Nation and forgetting

by Joy Icayan, http://www.3quarksdaily.com

Stepping inside the Marcos Museum in Batac, Ilocos feels like stepping into a different time capsule. The museum, which also houses the remains of the late dictator, resembles more a shrine for a person deemed half human, half god. The walls are decorated with framed notes, fragments of letters and Marcos’ personal history, intricately tied to the history of the country. Personal virtues and achievements are extolled, such as Marcos’ topping the bar exam.
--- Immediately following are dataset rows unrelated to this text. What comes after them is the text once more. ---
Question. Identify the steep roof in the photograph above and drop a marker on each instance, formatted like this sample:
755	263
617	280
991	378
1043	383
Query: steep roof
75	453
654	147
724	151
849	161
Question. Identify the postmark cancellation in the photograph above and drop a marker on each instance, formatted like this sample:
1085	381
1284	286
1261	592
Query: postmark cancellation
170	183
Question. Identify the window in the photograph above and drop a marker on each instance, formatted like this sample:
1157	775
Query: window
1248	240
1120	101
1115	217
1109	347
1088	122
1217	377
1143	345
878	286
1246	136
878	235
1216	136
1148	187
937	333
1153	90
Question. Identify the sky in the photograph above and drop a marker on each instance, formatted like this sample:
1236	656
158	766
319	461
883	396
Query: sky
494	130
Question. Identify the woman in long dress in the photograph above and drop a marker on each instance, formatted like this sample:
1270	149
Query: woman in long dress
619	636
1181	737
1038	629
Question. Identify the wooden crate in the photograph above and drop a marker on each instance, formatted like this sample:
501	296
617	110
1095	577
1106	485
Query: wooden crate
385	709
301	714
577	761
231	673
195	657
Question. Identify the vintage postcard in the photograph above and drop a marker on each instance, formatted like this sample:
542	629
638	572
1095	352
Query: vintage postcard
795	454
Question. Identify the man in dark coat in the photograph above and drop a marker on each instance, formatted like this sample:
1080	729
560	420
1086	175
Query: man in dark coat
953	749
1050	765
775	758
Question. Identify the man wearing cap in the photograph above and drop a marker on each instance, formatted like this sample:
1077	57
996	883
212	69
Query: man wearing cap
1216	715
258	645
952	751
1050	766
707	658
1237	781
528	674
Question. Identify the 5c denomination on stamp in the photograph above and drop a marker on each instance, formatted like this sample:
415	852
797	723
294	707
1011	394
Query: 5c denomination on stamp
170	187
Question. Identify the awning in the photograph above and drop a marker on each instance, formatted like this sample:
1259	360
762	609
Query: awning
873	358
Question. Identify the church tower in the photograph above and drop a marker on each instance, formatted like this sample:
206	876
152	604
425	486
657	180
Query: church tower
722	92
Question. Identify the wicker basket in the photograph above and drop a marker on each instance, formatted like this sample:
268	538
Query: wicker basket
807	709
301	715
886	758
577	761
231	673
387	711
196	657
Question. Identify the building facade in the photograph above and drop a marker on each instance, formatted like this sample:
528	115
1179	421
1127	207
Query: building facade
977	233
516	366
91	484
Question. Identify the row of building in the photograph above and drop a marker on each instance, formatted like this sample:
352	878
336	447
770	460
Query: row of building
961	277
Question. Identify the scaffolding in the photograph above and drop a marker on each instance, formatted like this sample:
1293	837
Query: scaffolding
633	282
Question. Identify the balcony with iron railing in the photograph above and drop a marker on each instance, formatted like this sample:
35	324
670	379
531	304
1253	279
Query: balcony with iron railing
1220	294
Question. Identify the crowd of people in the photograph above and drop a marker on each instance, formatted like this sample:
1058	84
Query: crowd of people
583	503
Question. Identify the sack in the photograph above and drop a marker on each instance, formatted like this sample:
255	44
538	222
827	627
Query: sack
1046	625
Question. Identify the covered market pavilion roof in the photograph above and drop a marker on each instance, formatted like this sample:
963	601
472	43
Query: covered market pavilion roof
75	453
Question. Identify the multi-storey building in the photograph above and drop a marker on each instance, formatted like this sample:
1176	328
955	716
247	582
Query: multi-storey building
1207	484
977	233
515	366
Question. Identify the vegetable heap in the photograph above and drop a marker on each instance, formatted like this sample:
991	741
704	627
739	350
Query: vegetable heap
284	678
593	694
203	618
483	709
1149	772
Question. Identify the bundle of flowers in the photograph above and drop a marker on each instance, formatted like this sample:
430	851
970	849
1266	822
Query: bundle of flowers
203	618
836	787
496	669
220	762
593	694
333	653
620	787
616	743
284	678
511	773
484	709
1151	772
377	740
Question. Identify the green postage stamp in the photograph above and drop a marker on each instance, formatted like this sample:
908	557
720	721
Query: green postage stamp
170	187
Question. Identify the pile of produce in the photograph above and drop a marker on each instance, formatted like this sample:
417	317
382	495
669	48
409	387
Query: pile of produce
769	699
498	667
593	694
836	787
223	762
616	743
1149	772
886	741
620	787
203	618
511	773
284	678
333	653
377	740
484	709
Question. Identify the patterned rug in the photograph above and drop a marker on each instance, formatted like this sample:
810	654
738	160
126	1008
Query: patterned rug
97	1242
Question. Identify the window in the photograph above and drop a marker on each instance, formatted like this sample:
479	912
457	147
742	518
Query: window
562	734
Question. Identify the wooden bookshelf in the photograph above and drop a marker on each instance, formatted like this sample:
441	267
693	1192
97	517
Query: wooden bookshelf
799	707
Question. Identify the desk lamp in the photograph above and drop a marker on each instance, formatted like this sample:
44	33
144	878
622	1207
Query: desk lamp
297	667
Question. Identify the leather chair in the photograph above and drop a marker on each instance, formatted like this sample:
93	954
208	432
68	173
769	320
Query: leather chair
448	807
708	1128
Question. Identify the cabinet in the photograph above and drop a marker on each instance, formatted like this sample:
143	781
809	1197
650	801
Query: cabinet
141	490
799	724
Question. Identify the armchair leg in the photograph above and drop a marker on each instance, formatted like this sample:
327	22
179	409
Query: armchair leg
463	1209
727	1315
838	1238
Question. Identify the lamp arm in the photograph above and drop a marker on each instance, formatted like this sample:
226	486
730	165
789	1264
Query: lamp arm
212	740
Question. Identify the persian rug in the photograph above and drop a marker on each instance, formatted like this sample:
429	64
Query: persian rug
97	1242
Everywhere one turns, there are pictures of Marcos the hero, sought after by ordinary folk—Marcos with peasants, Marcos with the arms of those outstretched, reaching out to him.

For every tear you shed, there will be victory, a plaque read.

On September 21, 1972, citing threats of communist insurgency and civil disobedience, then President Marcos declared Martial law, effectively suspending civil rights and what activists would then call ‘plunging the country into its darkest times’. What followed could not quite be described by the available statistics: 30,000 cases of human rights violations according to Commission of Human Rights, 21,000 documented cases by the nongovernmental organization Task Force Detainees of the Philippines. A country paralyzed by debt while its neighboring countries in Southeast Asia boomed economically. A country with its citizenship in constant mistrust of the government. The images and stories that haunt, haunt in their universality—a replica of a famous dissident’s cell in a museum in Quezon City—bunk beds and toilet cramped together, countless pictures of men and women in the streets being sprayed on by water cannons and tear gases, skeletons that still turn up in the most remote of regions, stories of friends, comrades dead, missing, families broken, the individual voices that speak of torture, loss.